Traditionally licensed professional counselors, social workers, psychologists, and medical professionals make up the care delivery team at Jefferson Center. Kuenzler said the evolving needs of its community members have forced FJC to rethink who delivers care.  

Taking this into account, the Jefferson Center added care managers to each of its response teams to perform outreach and wraparound services for clients and their families, which are critical to stability and outcomes, according to Kuenzler. 

The Jefferson Center has also moved away from its traditional “one hour every other week” therapy session model to be more responsive and available to people when and how they need care. 
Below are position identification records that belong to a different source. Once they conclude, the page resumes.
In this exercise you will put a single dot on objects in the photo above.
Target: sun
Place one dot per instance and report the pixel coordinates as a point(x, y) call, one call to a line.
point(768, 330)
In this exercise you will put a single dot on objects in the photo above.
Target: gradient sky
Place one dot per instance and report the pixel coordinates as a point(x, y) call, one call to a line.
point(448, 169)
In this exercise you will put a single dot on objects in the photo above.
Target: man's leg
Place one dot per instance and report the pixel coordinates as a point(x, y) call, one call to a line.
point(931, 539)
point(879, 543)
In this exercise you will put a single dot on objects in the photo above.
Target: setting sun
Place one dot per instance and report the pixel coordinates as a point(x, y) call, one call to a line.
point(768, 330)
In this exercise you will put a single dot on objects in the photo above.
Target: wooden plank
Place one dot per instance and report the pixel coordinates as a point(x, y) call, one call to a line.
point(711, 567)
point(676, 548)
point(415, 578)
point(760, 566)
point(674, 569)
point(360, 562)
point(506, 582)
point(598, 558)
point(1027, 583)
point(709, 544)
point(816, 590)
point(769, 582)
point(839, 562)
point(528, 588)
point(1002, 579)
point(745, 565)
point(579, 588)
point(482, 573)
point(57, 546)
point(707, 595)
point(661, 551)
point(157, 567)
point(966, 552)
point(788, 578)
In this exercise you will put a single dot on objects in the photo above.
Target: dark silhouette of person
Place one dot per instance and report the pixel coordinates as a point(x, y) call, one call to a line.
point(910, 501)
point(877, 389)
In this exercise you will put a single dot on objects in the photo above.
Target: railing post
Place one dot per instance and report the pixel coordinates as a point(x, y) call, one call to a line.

“We’re really rethinking how we deliver care,” Kuenzler said. “And some of the ways that we’re doing that includes pulling together care teams in realtime care clinics, so that people can come to our office and see a care provider, a licensed clinician, a medical professional nurse, a care specialist, and resource specialist all in the same space depending on who they need at that time. They can drop in and receive [care in] realtime. So that’s one example of thinking outside the box about how we’re delivering care.”

The Jefferson Center established a community engagement team that provides resources and training on mental health first aid and suicide prevention to family members, teachers, and friends of at-risk individuals.

Kuenzler said the center is doing more to engage directly within the community through telehealth kiosks in places like resource centers, schools, libraries, aid organizations, and homeless shelters. 

Melanie Rylander, MD, Behavioral Health Medical Director for the Colorado Community Health Alliance (CCHA) and another speaker on the panel, discussed how CCHA developed a mobile app to address the increasing issue of isolation and loneliness for its members. The technology platform keeps them virtually connected to care staff and resources for both behavioral health and social support. 

CCHA is the first Medicaid managed care plan in the state to incorporate such a tool in its care delivery and has registered 350 members on the app since May of this year. The preliminary data from the program show that 55% of users screened as lonely, with the loneliest age group being those 55 years and older. Between the preliminary assessment and post-engagement follow-up, CCHA saw a 21% reduction in loneliness scores with 85% of those who experienced improvement expressing the importance of having human contact. Over 80% of users reported satisfaction with using the app and felt more connected as a result. 

“People oftentimes are not coming to us with traditional medical problems,” Rylander said. “They’re coming to us with dissatisfaction in life. And that may or may not be because of medical problems. But historically we have tried to use medical solutions to solve these problems and the outcomes have been less than equitable.”

Providers on the panel pointed to the importance of adopting reforms that promote utilization of flexible payment models and expand coverage for behavioral health services and programs not billable through traditional fee-for-service systems.

BHA has been actively engaged with community members and stakeholders in developing its Behavioral Health Administration Service Organizations (BHASO), which will consolidate substance use disorder treatment, crisis management, and mental health services under the administration’s statewide regional entities. 

Scheduled to roll out in summer 2024, BHASOs will provide a continuum of behavioral health safety net services and care coordination for Medicaid members.

“We’re getting to roll out close to $150 million in grants that communities can use to adjust the gaps to help support the crisis system, to put those services in place so that people have access to after-services sooner before they have to go to the hospital or have interactions that involve the criminal justice system,” Gathercole said. “And there’s an opportunity there to really make sure that we are addressing the middle … that we are figuring out what works for the different communities across the state.”